The minimal central cartilage thickness generally displayed greater rates of change than the mean thickness of the central subregions or total plates, but lower SRMs. In a diseased joint, the minimal cartilage thickness in central areas is likely located at the site of a lesion, where cartilage loss may occur faster than in other parts of the joint. Therefore, it is plausible that the rate of change for minimal cartilage thickness change was higher than that for mean cartilage thickness. However, the intersubject variability in the change in minimal thickness was also higher, likely because of larger changes in subjects without full thickness cartilage loss, or the absence of any loss in minimal thickness in participants with a central denuded area at baseline. In the high risk subcohort, 6 (of 54) participants had already 0mm minimal cartilage thickness in cMT at baseline, and 13 (of 54) in ccMF. Because no loss of minimal cartilage thickness can be measured in these subjects, the standard deviation of the change is larger compared to the standard deviation of change in mean cartilage thickness, with the mean thickness of cMT and ccMF having been greater than zero in all participants. The other potential explanation is the larger precision errors involved in measurement of the minimal cartilage thickness
3, given that measurements are averaged over a much smaller area and therefore much more prone to inconsistencies in local segmentation and are more sensitive to partial volume averaging. Note that the average minimal cartilage thickness was 1.36 mm in cMT and 1.09 mm in cMF, so that the size of one pixel (0.31 mm) amounts to 23% and 28% of that value, respectively.

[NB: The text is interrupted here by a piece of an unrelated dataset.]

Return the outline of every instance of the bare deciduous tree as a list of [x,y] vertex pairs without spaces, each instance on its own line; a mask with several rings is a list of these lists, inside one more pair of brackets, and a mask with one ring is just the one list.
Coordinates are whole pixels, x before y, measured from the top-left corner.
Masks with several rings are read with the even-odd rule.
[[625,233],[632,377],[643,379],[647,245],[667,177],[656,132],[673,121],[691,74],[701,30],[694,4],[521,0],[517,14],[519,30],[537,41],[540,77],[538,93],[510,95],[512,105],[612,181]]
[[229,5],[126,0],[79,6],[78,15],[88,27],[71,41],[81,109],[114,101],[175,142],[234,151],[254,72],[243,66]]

Similar considerations apply to the choice in size of the subregions. Despite the fact that the higher rate of change was generally observed with a smaller central region of interest, this did not translate into a higher SRM, because of the proportional increase in the standard deviation of the change in the smaller area. Again, a potential explanation may be the larger inter-subject variability of cartilage thickness changes measured in smaller areas compared to larger ones, or greater test-retest precision error in smaller areas. This was previously observed in the medial but not in the lateral FT compartment
3.
In conclusion, this study shows that the rate of cartilage loss is greater in the central subregions compared to the total cartilage plates. Minimal (central) cartilage thickness displayed a greater rate of change than the mean thickness, but the SRM was less, due to greater variability of the changes. Smaller central subregions generally displayed higher rates of change than larger central subregions, but this did not translate into a higher SRM for the same reason. The sensitivity to change for the central subregions was greater than in the total cartilage plate in the medial tibia and was similar to the entire cartilage plate in the medial femur and lateral tibia.